Scientific Co-Founder Dr. Ben Barres
BRISBANE, Calif., July 08, 2022 (GLOBE NEWSWIRE) -- Annexon, Inc. (Nasdaq: ANNX), a clinical-stage biopharmaceutical company developing a new class of complement medicines for patients with classical complement-mediated autoimmune, neurodegenerative and ophthalmic disorders, today announced that it has entered into a securities purchase agreement for a private placement that is expected to result in gross proceeds of approximately $130 million, before deducting placement agent fees and other expenses. The private placement was led by Redmile Group, LLC, with participation by Adage Capital Partners LP, Bain Capital Life Sciences, Driehaus Capital Management, Fairmount, Satter Medical Technology Partners and Venrock Healthcare Capital Partners.

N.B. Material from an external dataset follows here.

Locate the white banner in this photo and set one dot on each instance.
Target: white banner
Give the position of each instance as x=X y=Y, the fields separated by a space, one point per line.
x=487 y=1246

In the private placement, Annexon is selling 9,013,834 shares of common stock, pre-funded warrants to purchase up to 24,696,206 shares of common stock and accompanying warrants to purchase up to 8,427,508 shares of common stock, at a combined price of $3.871250 per share of common stock and accompanying common warrant and $3.870250 per pre-funded warrant and accompanying common warrant. Each pre-funded warrant will have an exercise price of $0.001 per share of common stock, will be exercisable immediately and will be exercisable until exercised in full. The accompanying common warrants will have an exercise price of $5.806875 per share of common stock, will be immediately exercisable and expire on June 30, 2025. The private placement is expected to close on July 11, 2022, subject to the satisfaction of customary closing conditions. The private placement is being conducted in accordance with applicable Nasdaq rules and was priced to satisfy the “Minimum Price” requirement (as defined in the Nasdaq rules).
Jefferies and Cowen are acting as joint placement agents for the private placement.
The securities sold in this private placement have not been registered under the Securities Act of 1933, as amended, or applicable state securities laws, and may not be offered or sold in the United States except pursuant to an effective registration statement or an applicable exemption from the registration requirements. Annexon has agreed to file a registration statement with the Securities and Exchange Commission registering the resale of the shares of common stock issued in the private placement and the shares of common stock issuable upon exercise of the pre-funded warrants and the common warrants issued in the private placement.
This press release shall not constitute an offer to sell or the solicitation of an offer to buy any securities described herein, nor shall there be any sale of these securities in any state or jurisdiction in which such offer, solicitation or sale would be unlawful prior to the registration or qualification under the securities laws of any such state or jurisdiction.
Annexon (Nasdaq: ANNX) is a clinical-stage biopharmaceutical company that aims to bring game-changing medicines to patients with classical complement-mediated diseases of the body, brain and eye. The classical complement cascade is a seminal pathway within the immune system that anchors and drives a host of autoimmune, neurodegenerative and ophthalmic diseases. Annexon is advancing a new class of complement medicines targeting the early classical cascade and all downstream pathway components that contribute to disease, while selectively preserving the beneficial immune functions of other complement pathways. Annexon is rigorously developing a pipeline of diversified product candidates across multiple mid- to late-stage clinical trials, with clinical data anticipated throughout 2022 and 2023.